Truffleland
Prolog
Suasana di ruangan tersebut sangat gelap, hitam, dan mengitimidasi.
Sosok yang tidak dikenal dan tidak diketahui itu duduk di singgasana besarnya
yang terbuat dari berbagai tulang tengkorak dan dikelilingi dengan duri-duri
tajam yang diyakini berasal dari gigi taring binatang buas yang sangat
mematikan.
Demi coklat rasa mint, itu benar-benar mengerikan.
“Bagaimana dengan tikus-tikus itu?” tanya suara yang menggema di ruang
gelap tersebut.
“Sepertinya mereka mulai bergegas, Nyonya. Tidak lama lagi mereka akan
memulai permainan konyol mereka,” jawab suara seseorang –mungkin–.
Sinar cahaya yang berasal dari satu-satunya sumber mengenai wajah
manusia yang berbicara tadi. Jika kau melihatnya, jangan tanya padaku di mana
toilet, karena kau tak akan sempat ke sana untuk sekedar melepas rasa takut
melalui buang air kecil sebab makhluk yang dibilang manusia tadi, tidak bisa
dikatakan sebagai manusia. Karena apa??? Tidak mungkin manusia memiliki kepala
berjumlah enam dengan jumlah kaki sebanyak dua belas. Ditambah lagi dengan
ukuran badannya yang terbilang besar hampir menyerupai raksasa dan kuku-kuku
jarinya yang amat panjang dan hitam-hitam. Demi coklat kodok di tengah jalan, itu
tidak mungkin. Wajah yang menunjukkan aura penuh balas dendam dan penuh dengan
jerawat di sekeliling hidungnya, benar-benar menjijikan itu tidak mungkin
seorang manusia.
Makhluk itu menunduk seraya mengatakan, “Nyonya cukup memantau dari
singgasana saja. Semua sudah bersiap pada posisi masing-masing. Dan nyonya akan
mendapatkan apa yang harusnya memang sudah ditakdirkan untuk Nyonya.”

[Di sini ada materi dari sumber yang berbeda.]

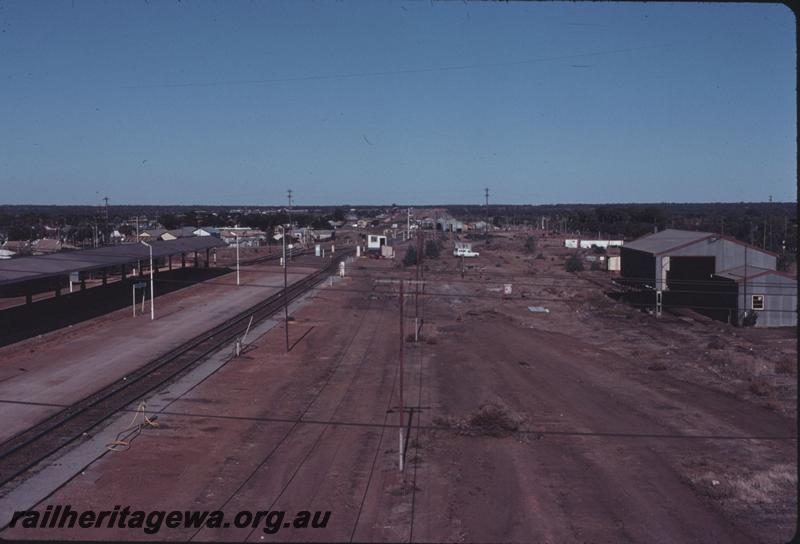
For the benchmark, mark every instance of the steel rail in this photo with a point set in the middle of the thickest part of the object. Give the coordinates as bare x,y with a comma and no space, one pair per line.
24,450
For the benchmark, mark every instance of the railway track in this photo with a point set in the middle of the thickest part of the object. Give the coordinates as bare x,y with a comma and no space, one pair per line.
24,450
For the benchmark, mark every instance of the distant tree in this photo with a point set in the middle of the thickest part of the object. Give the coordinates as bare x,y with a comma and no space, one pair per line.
411,256
574,264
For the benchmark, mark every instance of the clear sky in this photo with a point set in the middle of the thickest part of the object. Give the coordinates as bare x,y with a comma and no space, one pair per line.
369,102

Suara tawa dengan gema seakan ingin mencekik dan gaungan tak jelas
yang memberi dampak seakan-akan racun mulai menggerogoti pembuluh darah terdengar
memenuhi ruangan gelap tersebut. Benar-benar tawa yang sungguh sangat
mengintimidasi. Mengerikan.
“Bagaimana dengan bantuan dari keluarga-keluarga di luar?”

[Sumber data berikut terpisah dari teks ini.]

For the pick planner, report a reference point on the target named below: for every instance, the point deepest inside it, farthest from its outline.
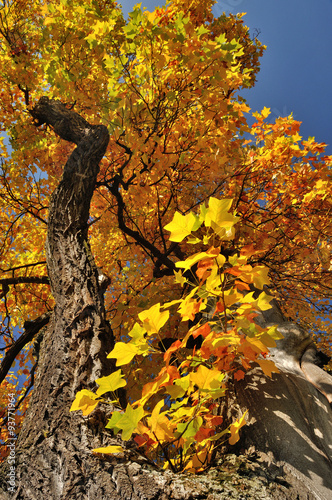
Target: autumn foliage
(193, 208)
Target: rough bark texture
(288, 441)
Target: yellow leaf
(179, 278)
(123, 353)
(110, 383)
(206, 379)
(267, 366)
(182, 225)
(153, 319)
(234, 428)
(109, 449)
(84, 400)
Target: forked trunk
(290, 419)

“Nyonya tenang saja. Semua aman terkendali. Para Ogre sudah berjaga di
perbatasan.”
“Bagus… bagus… lembaran yang ada simpan baik-baik dan jangan sampai
hilang. Inti dari buku itu tepat ada di lembaran yang telah susah-susah aku
curi dari si Bodoh Delphina.”
Delphina cantik, bukan bodoh, pikir makhluk berkepala enam itu.
“Serahkan semua padaku, Nyonya. Nyawaku sebagai taruhannya.”
Seringai licik pasti terukir pada wajah sosok tak terlihat itu.
Sungguh hitam, hingga mata tidak bisa menembus sama sekali untuk sekedar
melihat saja. “Baiklah. Aku…,” desis makhluk itu. “Percaya. Padamu. Pyxis.”
HAHAHAHAHA……..
Suara tawa tepat menggema memenuhi ruangan yang penuh dengan
kegelapan. Sungguh gelap, hitam, mengerikan, dan penuh aura pembantaian.